The height, or how tall the tree is, is obtained using a clinometer or laser hypsometer. This is the most difficult measurement to obtain, and the volunteers who measure trees for the Maryland Big Tree Program will usually take a number of measurements from different locations and average them. The average height is then recorded in a whole number and added to the formula.
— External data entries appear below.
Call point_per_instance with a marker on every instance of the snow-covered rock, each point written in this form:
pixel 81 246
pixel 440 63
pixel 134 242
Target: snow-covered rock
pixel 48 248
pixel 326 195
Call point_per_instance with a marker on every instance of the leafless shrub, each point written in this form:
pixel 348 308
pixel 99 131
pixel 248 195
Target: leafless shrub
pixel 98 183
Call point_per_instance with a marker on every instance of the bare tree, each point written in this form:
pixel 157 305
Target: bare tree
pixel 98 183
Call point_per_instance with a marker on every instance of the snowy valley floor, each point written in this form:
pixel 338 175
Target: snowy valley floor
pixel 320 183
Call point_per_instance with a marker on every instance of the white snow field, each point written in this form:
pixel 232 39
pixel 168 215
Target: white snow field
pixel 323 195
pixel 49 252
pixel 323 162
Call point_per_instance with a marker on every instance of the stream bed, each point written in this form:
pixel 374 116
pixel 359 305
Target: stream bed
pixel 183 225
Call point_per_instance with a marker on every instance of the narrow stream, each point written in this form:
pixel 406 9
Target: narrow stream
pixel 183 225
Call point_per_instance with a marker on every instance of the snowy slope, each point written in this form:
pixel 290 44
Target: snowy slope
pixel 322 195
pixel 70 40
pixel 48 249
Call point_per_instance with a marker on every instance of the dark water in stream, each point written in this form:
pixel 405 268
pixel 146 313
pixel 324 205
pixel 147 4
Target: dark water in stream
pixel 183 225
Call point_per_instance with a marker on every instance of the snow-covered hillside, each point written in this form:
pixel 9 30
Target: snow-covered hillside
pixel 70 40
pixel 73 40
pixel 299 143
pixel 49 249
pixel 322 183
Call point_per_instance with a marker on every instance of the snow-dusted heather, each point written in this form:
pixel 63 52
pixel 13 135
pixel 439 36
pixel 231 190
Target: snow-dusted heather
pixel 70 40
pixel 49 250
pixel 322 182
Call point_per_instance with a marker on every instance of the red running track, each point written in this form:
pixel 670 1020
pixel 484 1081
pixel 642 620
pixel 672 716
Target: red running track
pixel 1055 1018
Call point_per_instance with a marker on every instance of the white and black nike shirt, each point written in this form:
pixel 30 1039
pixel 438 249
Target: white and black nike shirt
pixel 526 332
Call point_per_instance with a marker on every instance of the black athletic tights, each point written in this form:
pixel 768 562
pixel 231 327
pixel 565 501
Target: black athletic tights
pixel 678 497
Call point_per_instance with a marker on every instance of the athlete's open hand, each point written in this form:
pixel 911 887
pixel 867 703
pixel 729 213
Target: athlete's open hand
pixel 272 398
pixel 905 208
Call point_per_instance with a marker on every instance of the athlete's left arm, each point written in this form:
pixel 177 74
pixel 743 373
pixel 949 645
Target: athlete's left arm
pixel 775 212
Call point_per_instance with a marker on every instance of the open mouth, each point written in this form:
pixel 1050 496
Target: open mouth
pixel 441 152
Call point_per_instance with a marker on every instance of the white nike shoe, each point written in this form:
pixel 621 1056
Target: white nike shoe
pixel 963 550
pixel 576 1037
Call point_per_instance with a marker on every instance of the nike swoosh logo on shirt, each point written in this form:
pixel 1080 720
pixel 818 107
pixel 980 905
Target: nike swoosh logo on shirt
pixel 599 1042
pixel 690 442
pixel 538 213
The crown spread, or distance from branchtip to branchtip, can be done either with the flexible measuring tape or laser hypsometer. Two measurements are taken; the first measuring the greatest crown spread, and the second at 90 degrees from the first measurement. In an open area, this is an easy measurement to take, but in heavy brush, or in small yards when the tree branches hang over into the neighbor’s yard, it becomes more difficult and less accurate. The two measurements are added together and divided by 2 to obtain the average. The average is then recorded in the formula. However, when calculating the total points, the measurer must remember to divide the average crown spread by 4 to obtain ¼ of the average.



A white oak has a circumference of 17 feet, 6 inches. Multiple 17’ x 12” + 6” = 210”.
It has a height of 83 feet.
The longest crown spread is 120 feet. The crown spread at 90 degrees is 96 feet.
120’ + 96’ = 108’.

Formula: Circumference (120”) + Height (83’) + ¼ of average crown spread (108’ x ¼ = 27) = 320 points

In this example, the white oak would be considered an “average” big tree. The State Champion currently (2010) is at 392 points. We have over 30 white oaks in Maryland larger than 320 points.

While obtaining the height of the tree is the most difficult (and the most inaccurate) measurement, obtaining the circumference has the most special rules and exceptions. One particular rule to remember is that a tree with heavy vines growing up the trunk cannot be accurately measured until the vines are cut and/or removed. For obvious reasons, trees with poison ivy vines should not be attempted until those vines are removed.

The Maryland Big Tree Program, sponsored by the Maryland Association of Forest Conservancy District Boards, provides a free service to measure big trees in Maryland.